One key was to understand the drug's timing and to utilize that data.

Like many patients, Cheryl takes medication only when the pain already is bad. Since she acknowledges the drug does work, after a period, the trick is to take her medication before it becomes severe. I recommended she keep a tablet by her bedside and, as she begins to waken, take it without getting up. After a "bit of a snooze," she then can get out of bed. In several cases this simple change in a patient's medication regime has significantly improved life quality and functioning.

I suggested she keep a notebook, a "pain book" in which she record drug use and the daily events that seemed to increase pain or, perhaps, lead to next-day exacerbations. This teaches appropriate timing. For example, a long drive after our meeting led to an excruciating night and 'morrow. Across that drive she didn't take any medication until the pain was near intolerable. Understanding this, she can first take her allotted medication before the pain becomes severe, perhaps after a half-hour drive, and then again four or five hours later on the ride home. Preventing the exacerbation through drug timing is something a notebook teaches the patient.

It also provides a measure of empowerment, giving the patient a sense of awareness and control. And, too, it provides the confidence needed to speak concretely with a physician. Here is when it happens and here is what I did. As importantly, of course, it provides data a competent physician can use to better evaluating patient needs and practices.

In our discussions I emphasized that both care and prescription are the responsibility of her attending physician.
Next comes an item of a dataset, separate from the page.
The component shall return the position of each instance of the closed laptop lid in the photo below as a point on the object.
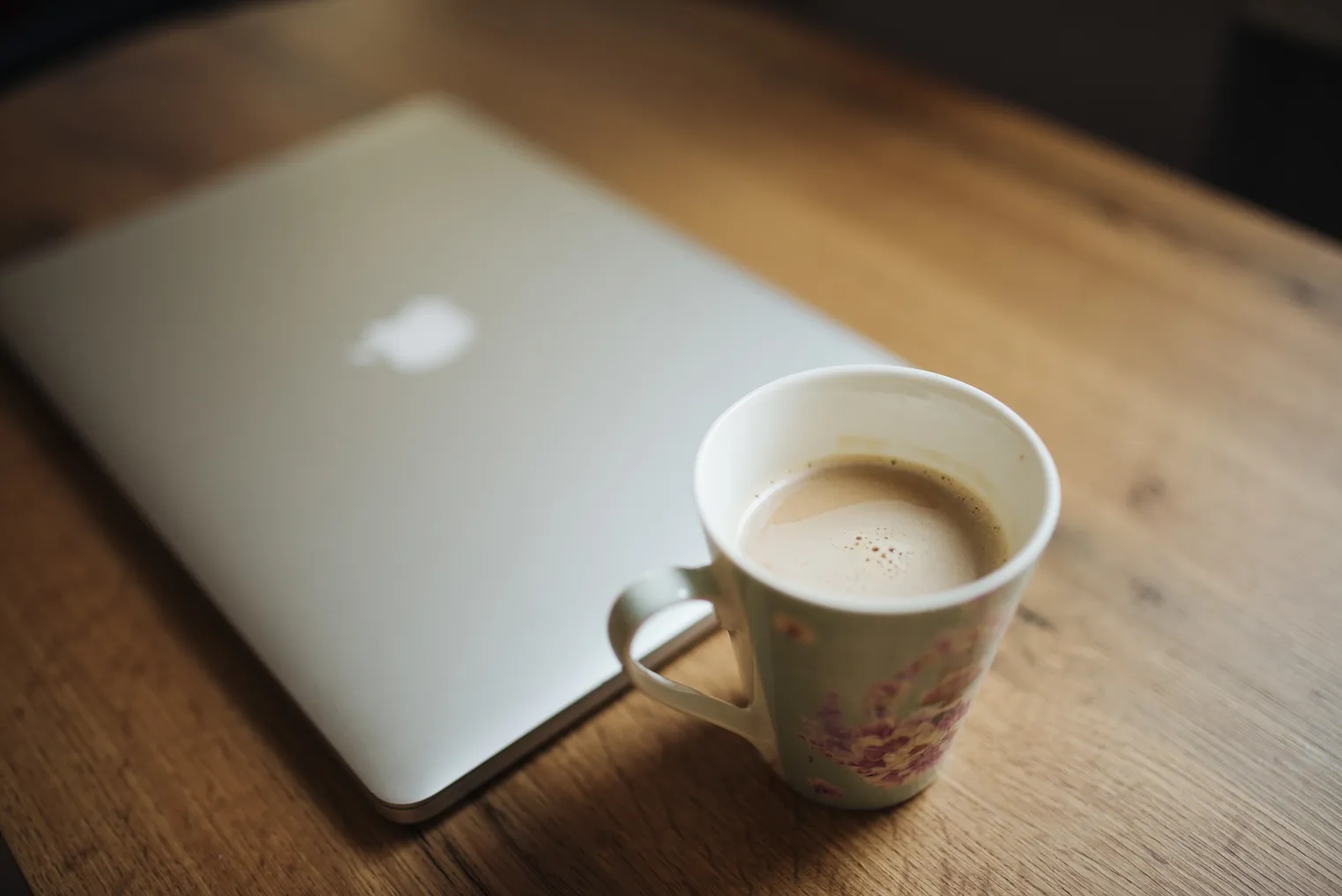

My place is not to impinge on that relationship. My degrees are not clinical and as a consultant in palliative and chronic care my role is to help the patient's understand his or her experiences and then communicate them to the primary physician. I urged her to inform her physician that she had spoken with me and assured her I would, if requested, speak with her doctor or file a report on our conversation with her physician.

The lessons, I believe, are several.

A first lesson was the desirability of a full palliative consult in cases like Cheryl's. As our understanding of the neurology of pain has improved new drugs, new "adjuvant" therapies, and new approaches are rapidly appearing. Most non-specialists are unaware of these advances, however. Even if Cheryl's condition is permanent her life quality can be significantly improved through expert palliation. In other cases where I've been engaged patients benefited from mild antidepressants or other medications. Short-term, break-out drugs have been in some cases deployed (sparing) to stop severe exacerbations. Most family physicians and specialists not trained in palliation are unaware of these protocols.

Importantly, the notebook technique provides a number of advantages for the patient and the physician. First, it teaches patients to use allotted pharmaceuticals wisely. There is also the psychological advantage of empowerment and precise awareness of one's condition. For the physician, the data can help identify pain triggers and in the management of chronic pain syndrome. According to Cheryl's husband, simply the knowledge there was something practical she could do was important. So, too, was the fact someone in authority said she does not need to live in bad pain, that there was hope..

Finally, the crisis resulting from the use of illegal Opioids must be separated from the necessary and appropriate use of prescription medications necessary for the palliation of patients with chronic non-cancer pain. This will require a general education program of the public, professional bodies and those governing prescription drug use in jurisdictions where the crisis threatens a second, crisis for patients needing excellent, supervised, palliative treatment.